Bzzzzzzzzzzt. Better. But not close enough.
Third, I'm about to get back on the MRT, and as I approach the platform and head toward the line I want, one guy comes in from the side and gets behind the other guy who's already there. Okay, that's fine. But then as the train approaches, he tries to slip around the guy who is clearly in front of him and clearly was there first. Guy in front knows what's going on and simply won't move. Other guy tries again to slink around, but first guy shoulder-blocks him. It's really obvious from his body language that he's sending a big "SCREW YOU LINE CUTTER!" to the guy behind him, who has to wait his turn like a humiliated gerbil before getting on the train. He never, however, once turns around to confront the guy or openly acknowledge his presence.
My rating?
Pass. Pretty good, but even better would be turning around and saying "why are you trying to cut me?" (the "nice New Yorker" in me might say that) or better yet, "seriously why the fuck are you trying to cut me? I'LL CUT YOU and I DON'T mean in line!" (the "not-nice New Yorker" might think that, but she probably wouldn't say it).

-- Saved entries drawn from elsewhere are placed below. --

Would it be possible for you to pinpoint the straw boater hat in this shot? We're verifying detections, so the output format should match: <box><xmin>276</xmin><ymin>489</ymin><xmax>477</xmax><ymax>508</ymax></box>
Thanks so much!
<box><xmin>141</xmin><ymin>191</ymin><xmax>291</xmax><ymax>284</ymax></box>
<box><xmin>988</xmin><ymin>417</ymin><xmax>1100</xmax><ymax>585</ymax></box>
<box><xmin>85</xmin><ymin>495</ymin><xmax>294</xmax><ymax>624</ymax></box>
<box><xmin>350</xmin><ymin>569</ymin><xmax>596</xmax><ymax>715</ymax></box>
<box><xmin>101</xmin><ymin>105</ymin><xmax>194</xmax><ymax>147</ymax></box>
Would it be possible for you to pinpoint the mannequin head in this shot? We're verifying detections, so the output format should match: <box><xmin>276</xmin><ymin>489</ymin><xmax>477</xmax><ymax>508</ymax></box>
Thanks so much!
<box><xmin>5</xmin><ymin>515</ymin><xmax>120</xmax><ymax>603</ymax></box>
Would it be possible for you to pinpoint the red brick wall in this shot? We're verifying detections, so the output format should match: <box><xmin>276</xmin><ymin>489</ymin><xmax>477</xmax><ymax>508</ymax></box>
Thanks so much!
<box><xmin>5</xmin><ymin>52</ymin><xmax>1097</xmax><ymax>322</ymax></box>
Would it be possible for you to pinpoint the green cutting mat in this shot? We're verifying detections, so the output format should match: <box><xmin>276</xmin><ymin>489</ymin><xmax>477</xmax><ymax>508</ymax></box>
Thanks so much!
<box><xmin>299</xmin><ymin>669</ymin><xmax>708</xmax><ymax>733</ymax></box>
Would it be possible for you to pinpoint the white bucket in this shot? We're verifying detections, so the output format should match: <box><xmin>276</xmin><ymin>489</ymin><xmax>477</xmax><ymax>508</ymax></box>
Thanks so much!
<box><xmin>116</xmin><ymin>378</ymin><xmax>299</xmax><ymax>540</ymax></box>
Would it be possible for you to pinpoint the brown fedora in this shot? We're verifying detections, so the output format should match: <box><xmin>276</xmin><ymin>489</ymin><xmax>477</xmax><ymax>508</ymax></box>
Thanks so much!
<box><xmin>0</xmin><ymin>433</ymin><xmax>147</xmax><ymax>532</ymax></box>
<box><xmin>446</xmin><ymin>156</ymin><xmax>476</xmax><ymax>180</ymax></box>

As my sister has pointed out, there are MRT employees right there whose entire job is to hold their hands up and blow a whistle to enforce a rule we all already know - why don't they stop this? Why not make a rule that you have to wait for people to get off before you get on, and enforce it? I bet folks'd follow that rule.

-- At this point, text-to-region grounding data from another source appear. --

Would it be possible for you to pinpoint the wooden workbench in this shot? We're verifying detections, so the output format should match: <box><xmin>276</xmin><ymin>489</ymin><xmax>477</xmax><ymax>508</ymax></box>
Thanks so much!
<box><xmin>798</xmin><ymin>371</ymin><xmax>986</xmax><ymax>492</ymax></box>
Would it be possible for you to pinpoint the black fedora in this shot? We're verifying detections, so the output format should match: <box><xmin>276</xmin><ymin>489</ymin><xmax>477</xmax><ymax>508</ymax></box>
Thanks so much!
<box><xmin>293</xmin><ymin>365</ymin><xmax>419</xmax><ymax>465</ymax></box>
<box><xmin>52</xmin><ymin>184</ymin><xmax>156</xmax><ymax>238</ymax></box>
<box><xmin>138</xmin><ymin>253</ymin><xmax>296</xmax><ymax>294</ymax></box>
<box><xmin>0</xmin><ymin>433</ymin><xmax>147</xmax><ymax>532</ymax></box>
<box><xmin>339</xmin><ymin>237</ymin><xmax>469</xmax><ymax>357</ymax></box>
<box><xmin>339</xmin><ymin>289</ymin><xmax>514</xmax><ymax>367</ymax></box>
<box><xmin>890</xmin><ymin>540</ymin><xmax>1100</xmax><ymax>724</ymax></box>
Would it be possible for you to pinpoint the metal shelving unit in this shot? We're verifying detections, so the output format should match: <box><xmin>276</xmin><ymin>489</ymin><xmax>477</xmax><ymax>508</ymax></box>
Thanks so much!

Finally, I'm heading home, and there's a woman some distance in front of me. She stops outside some store - I think the 7-11, even if it wasn't a 7-11 that's probably a pretty good guess - right in the path of moving pedestrian traffic. She doesn't step to the side or otherwise indicate that she will be immediately getting out of the way, oh no, she whips out her smartphone and begins doing some whatever-the-hell right in the middle of the sidewalk where people are walking. She's blocking pedestrians from both directions, not just the one she and I were going in.
So a guy was coming in the other direction at just that moment, and with only a second to spare, walked basically right into her. I am pretty sure he saw her there, but didn't have time to adjust his course...or maybe, deep down, he wanted to make a point to someone who thinks it's OK to stop in the middle of a busy sidewalk to tip-tap on their phone. I don't think so, though: sure looked to me like it was 100% Phone Tapper's fault.

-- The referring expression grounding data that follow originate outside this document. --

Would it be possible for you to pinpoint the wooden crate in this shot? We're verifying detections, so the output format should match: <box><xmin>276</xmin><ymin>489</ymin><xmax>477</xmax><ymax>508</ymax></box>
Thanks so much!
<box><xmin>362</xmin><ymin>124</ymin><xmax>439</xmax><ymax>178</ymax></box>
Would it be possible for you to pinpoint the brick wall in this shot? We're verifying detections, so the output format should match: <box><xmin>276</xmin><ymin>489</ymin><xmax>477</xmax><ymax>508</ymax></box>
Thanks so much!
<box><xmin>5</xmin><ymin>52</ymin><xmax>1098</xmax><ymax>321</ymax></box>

So rather than say nothing or mumble out an apology (sometimes they apologize for walking into these people. For what? It's not your fault, it's theirs!), he spits out the Taiwanese equivalent of "WHAT THE FUCK ARE YOU FUCKING DOING?? DON'T JUST STAND ON THE SIDEWALK! PEOPLE WALK HERE!"
My rating:
DING DING DING DING DING
OK, maybe a little harsh, it would not be necessary to be this brazenly angry in other cities, where people just randomly standing in the middle of sidewalks is rare and likely the result of genuine human error (we all do dumb things sometimes) and therefore deserving of a little tolerance for human frailty.
But this happens all the time in Taipei. It's constant. I'd say "it's not rude to do that here" but that's not true, because it's rude to do that everywhere, because it's just rude. It's the universal human constant of rude. It happens too much for it to just be one idiot or one preoccupied, tired or not-thinking person. And what you need when you've got an entire flotilla of sidewalk-morons, not just one preoccupied person, is a little anger.
So I say good work, Angry Guy. Good work. I approve. Maybe if stopping in the middle of a crowded sidewalk would not get people slinking around you or apologizing for their walking in the path of your standing, but rather people telling you to stop being such a doink,
You are welcome to move to New York.